Dominique Méda: La fin de la valeur « travail » - La pleine activité: pour quoi, pour qui ? 
C'est alors seulement, sans doute, que pourrait être reconsidérée et résolue la question du partage du travail, des revenus, des statuts et, d'une manière plus générale, des richesses. Car, munis d'une conception plus « communautaire » de la société (non pas au sens du communautarisme tel qu'il est en train de se développer aujourd'hui, c'est-à-dire sous la forme de la différenciation de l'ensemble social en multiples petites communautés ayant chacune leur spécificité, leurs coutumes et leurs droits, mais au sens d'une communauté de vie, d'appartenance, de droits et de devoirs, qui en est l'exact contraire), nous devrions pouvoir organiser de manière raisonnable une répartition continue, programmée, volontaire et ambitieuse de l'emploi et de ce à quoi il donne accès, sur l'ensemble de la population active. Dès lors, il s'agirait, d'une part, de reconnaître à l'emploi, c'est-à-dire à ce montage spécifique de travail et de protection, le caractère de bien premier (au sens de Rawls, même si celui-ci se refuse précisément à accorder cette qualification au travail et milite au contraire pour l'instauration d'une allocation universelle) et, d'autre part, de faire justice à la diversité irréductible des manières d'être au monde et de participer à la bonne marche de la société.

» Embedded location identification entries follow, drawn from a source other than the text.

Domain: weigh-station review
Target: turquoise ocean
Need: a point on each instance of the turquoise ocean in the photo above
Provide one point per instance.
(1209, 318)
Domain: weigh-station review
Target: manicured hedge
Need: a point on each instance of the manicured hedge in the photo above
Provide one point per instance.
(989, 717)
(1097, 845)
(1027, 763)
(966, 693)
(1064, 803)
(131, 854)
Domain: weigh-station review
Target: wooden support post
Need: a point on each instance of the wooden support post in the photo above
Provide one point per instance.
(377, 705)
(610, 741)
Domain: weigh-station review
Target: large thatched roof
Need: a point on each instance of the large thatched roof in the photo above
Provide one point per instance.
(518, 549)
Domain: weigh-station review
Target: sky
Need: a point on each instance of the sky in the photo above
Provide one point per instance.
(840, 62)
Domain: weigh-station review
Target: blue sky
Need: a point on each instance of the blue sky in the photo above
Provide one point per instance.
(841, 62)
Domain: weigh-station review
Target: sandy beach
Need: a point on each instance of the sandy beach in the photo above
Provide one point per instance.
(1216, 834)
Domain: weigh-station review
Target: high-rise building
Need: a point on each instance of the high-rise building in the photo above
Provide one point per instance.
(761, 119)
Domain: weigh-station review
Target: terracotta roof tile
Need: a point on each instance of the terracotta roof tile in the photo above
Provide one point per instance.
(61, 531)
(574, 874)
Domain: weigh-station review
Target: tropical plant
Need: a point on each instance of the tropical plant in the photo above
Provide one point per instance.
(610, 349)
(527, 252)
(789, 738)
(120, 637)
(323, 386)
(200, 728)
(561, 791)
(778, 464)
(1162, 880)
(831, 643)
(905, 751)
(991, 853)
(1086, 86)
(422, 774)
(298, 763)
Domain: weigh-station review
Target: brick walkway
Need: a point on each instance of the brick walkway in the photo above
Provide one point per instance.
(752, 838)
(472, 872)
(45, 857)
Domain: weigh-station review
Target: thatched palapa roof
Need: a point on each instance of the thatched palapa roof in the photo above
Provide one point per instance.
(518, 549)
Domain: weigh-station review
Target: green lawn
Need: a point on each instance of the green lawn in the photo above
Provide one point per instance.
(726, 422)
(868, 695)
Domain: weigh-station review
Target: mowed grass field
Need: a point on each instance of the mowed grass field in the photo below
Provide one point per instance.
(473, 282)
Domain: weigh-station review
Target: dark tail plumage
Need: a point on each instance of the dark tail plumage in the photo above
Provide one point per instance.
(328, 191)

Il me semble que cela est le contraire de ce que l'on nous présente généralement aujourd'hui comme nouvel idéal sous le terme de « pleine activité ». Car la plupart des tenants de cette conception visent simplement à étendre de manière plus ou moins artificielle le nombre d'activités productives et à faire prendre en charge les nouvelles par les personnes les moins susceptibles, paraît-il, d'obtenir un emploi classique. Ils continuent à croire que le seul mode d'intégration et de participation sociale est le travail et proposent qu’il soit en quelque sorte réservé aux nouveaux « handicapés sociaux » (que nous pourrions tous être un jour) des formes de « travail » plus douces, plus protégées, et subventionnées. La pleine activité ne devrait-elle pas plutôt s'appliquer à la société dans son ensemble et à chaque individu en particulier ? L'expression signifierait dès lors qu'il devient possible, pour chacun, de développer l'ensemble des activités humaines, activités productives permettant d'acquérir un revenu et constituant une des manières de contribuer au fonctionnement social, activités individuelles culturelles au sens large (éducation, apprentissages divers...), activités amoureuses, amicales et familiales, spécifiquement privées, et activités politiques, de participation aux débats et aux tâches propres à la cité, collectives et non rémunérées ou rémunérées indirectement, sans lien avec la tâche exercée, par le biais par exemple de la distribution d'un revenu spécial qui pourrait venir s'ajouter au premier.

Cet idéal de « bonne société » peut paraître utopique, en particulier parce qu'il implique que la réduction de la place du travail et les investissements en formation que requiert la répartition de l'ensemble des emplois disponibles sur la population active soient bien organisés, que des lieux et structures spécifiques soient mis en place pour permettre l'exercice d'une véritable démocratie locale et surtout parce qu'il suppose des individus désireux de se réinvestir dans de telles activités. C'est là le double défi auquel sont confrontées nos sociétés et dans la résolution duquel l'économie ne peut nous apporter aucune aide car il y va de la subsistance, à long terme, de nos démocraties, long terme que l'économie se refuse, de fait, à prendre en considération. De ce fait, la réflexion la plus urgente à entreprendre concerne peut-être l'opposition, par laquelle nous semblons encore structurés, entre Gemeinschaft (communauté) et Gesellschaft (société conçue comme agrégation d'individus) et qu'il nous faut certainement aujourd'hui dépasser, pour penser, contre le nouveau communautarisme qui vient, une communauté politique plus solidaire. Si telle est bien la question, qui n'est pas exclusivement sociale, il est sans doute vrai que nous disposons des moyens de réaliser une telle communauté, pourvu que nous le souhaitions, et « qu'il n'y a pas de problème de l'emploi ».